The Age (our beloved least worst local rag) always manages to find strange, ahem, right of centre writers to comment on “womens’ issues”.
Remember Virginia Haussegger? She wrote the sad article in 2002 accusing older, “purple-clad” feminists of overemphasising career to the detriment of her personal life, because none of them had remembered to tell her personally about fertility declining as you get older, the stupid old bags. (Did Virginia never go for a pap smear? Did it occur to her to ask a GP?)
Anyways, as I conducted my usual exhausting, no-expense-spared research for this post (Google, only fingers moving) I came across proof that at least one feminist did tell Virginia about the use-by date on her ovaries. Jane Caro, the convenor of Priority Public, spelled it out for her while on holiday in 1987. Did she listen? No.
Now, in the interests of fairness, Hausegger does occasionally make some sense on the occasions she turns from feminist-bashing to actual work-life balance issues. But in this latest confused outpouring, Hausseger reckons Australian feminists “hate” Maureen Dowd because they can’t handle the uncomfortable truths in her pot-boiler “Are Men Necessary?” This is because they are horrible. They “sharpen” their “squints”, their “claws are out”. Meow!
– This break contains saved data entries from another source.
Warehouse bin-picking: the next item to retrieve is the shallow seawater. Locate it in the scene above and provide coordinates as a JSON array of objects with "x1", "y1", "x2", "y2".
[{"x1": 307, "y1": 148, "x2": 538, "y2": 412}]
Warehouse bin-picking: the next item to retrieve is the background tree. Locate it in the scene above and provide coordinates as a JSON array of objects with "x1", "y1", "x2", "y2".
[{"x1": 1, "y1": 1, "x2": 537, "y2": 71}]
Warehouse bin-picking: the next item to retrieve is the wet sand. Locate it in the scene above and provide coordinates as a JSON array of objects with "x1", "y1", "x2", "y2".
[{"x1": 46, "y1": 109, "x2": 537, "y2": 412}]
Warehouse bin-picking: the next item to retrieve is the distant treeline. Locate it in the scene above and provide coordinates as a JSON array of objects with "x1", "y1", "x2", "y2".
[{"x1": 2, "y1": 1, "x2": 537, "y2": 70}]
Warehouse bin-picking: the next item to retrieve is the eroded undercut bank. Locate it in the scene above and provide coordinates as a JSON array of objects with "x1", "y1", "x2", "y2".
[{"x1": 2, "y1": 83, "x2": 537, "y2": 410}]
If Virginia had just let her fingers do the walking, like me, she would find plenty of American feminists who don’t like “Are Men Necessary” either. One woman’s “sassy” is another woman’s “mind-blowing stupidity“.
Virginia’s Haus style seems to consist mainly of a series of bald assertions, none of them backed up by any empirical evidence, most pertaining to a small substratum of society to which she belongs (we used to call them “yuppies”)… and some of which are simply off the planet.
Dowd’s razor-sharp depiction of women who choose to parade their breasts instead of their brains (in order to enjoy the greater rewards), and who have ditched old-fashioned aspirations of gender equality for slut-culture supremacy, is just too much of an insult to delicate Australian feminist sensibilities.
Who-kicked-who-in-the-what-now?… Is she being wittily tongue in cheek but just getting the tone wrong? Is she drunk? Old-fashioned aspirations of gender equality? Maybe it’s because I haven’t read Dowd’s book that I don’t even get what she is trying to say here – but the idea of an opinion piece/book review is to present your ideas clearly enough that that shouldn’t be required in order to understand your point. And the idea that if you don’t embrace Slut Culture you’re a gimlet-eyed, punishing old Puritan feminist, well, how many times has that poor old worn-out thing been around the track?
I’d be here all day if I tried to analyse the whole mess, and other people have already called her on her cherrypicking other writers ‘ arguments, but one of the most annoying themes is the distaste she shows for “empirical evidence” and her attempt to have it both ways. In the same breath, Australian feminists are judging Maureen Dowd completely on her presentation and persona rather than “ruminat(ing) on the argument”. They “go for the girl”. (I must say, there’s nothing I find so empowering as having a 54 year old woman referred to as a “girl”.) Then she tries to say they’re ruminating too much on the argument. They’re actually asking for evidence… and layers of complexity! The bitchez.
Dowd… is about to experience first-hand our naive lack of humour and tortured desire for layers of complexity.
Well, damn those layers of complexity!
Winnie Salamon was at pains to point out that as Australian women “we need discussion that is meaningful”. Dowd’s playful suggestion that all men will be infertile in 125,000 years, and possibly extinct in 10 million years, was not complex enough for Salamon, whose hunger for serious empirical data found this undignified romp through the “Y chromosome” all a bit “kitschy and futuristic”.
Damn those empirical data! We should be able to have feminist books without all that hard, unfeminine thinking stuff, boop-boop-a-doop!
Enough of that. Now I’m off to sharpen my squint.